Those 10 million tickets bring in around $600 million in revenue each year, despite the scofflaws that don’t always pay them, perhaps most notorious of this group being the foreign diplomats that seem to make headlines on a yearly basis.

Immediate payments with PayPal, Apple Pay, and Bitcoin

But for those who do pay their tickets as ordered, the city of New York is looking to make those remittances easier on the cited. Presently, the city’s finance department is looking into the feasibility of accepting PayPal, Apple Pay, and Bitcoin. For many people, that would allow immediate payments to be made from their smartphones.

Rarely a week goes by when you don’t read of another company willing to accept Bitcoin as a payment option and it won’t be long before a million retail locations in the United States accept payments by either Google Wallet, Apple Pay or PayPal.

Right now, ticketed drivers are able to pay their fines by mail, online, or perhaps the worst option of all…in person at the courthouse. An option that if one were to drive to almost guarantees another parking ticket given the long lines to pay the ticket. And while you can pay online, that doesn’t necessarily mean by a mobile device. Additionally, payments by both credit card and debit card see a fee, for your “convenience”, of 2.5%.

Request for Information

The idea behind mobile payments is no less than twofold. The city claims that it is hoping to see fewer people paying late fees that begin 30 days after the ticket is issued and, presumably, the city would like the steady stream of revenue as well as being able to simplify collection without impounding vehicles.
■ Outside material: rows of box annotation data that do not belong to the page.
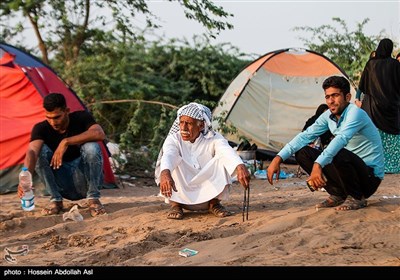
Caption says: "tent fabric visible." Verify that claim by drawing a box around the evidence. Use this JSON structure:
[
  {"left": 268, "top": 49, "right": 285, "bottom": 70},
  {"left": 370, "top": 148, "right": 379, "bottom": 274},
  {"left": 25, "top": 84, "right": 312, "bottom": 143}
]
[
  {"left": 213, "top": 49, "right": 355, "bottom": 152},
  {"left": 0, "top": 44, "right": 116, "bottom": 194}
]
To be certain, any digital collection is still a long ways away from reality. So far, all the city has done is has issued a Request for Information that is due on January 15, 2015. In that request, the city admits that it is fairly ignorant about the mobile payment possibilities available to it.

But then again, all journey’s start with a single step and its refreshing to see that the city is looking to improve its antiquated system to meet the digital age.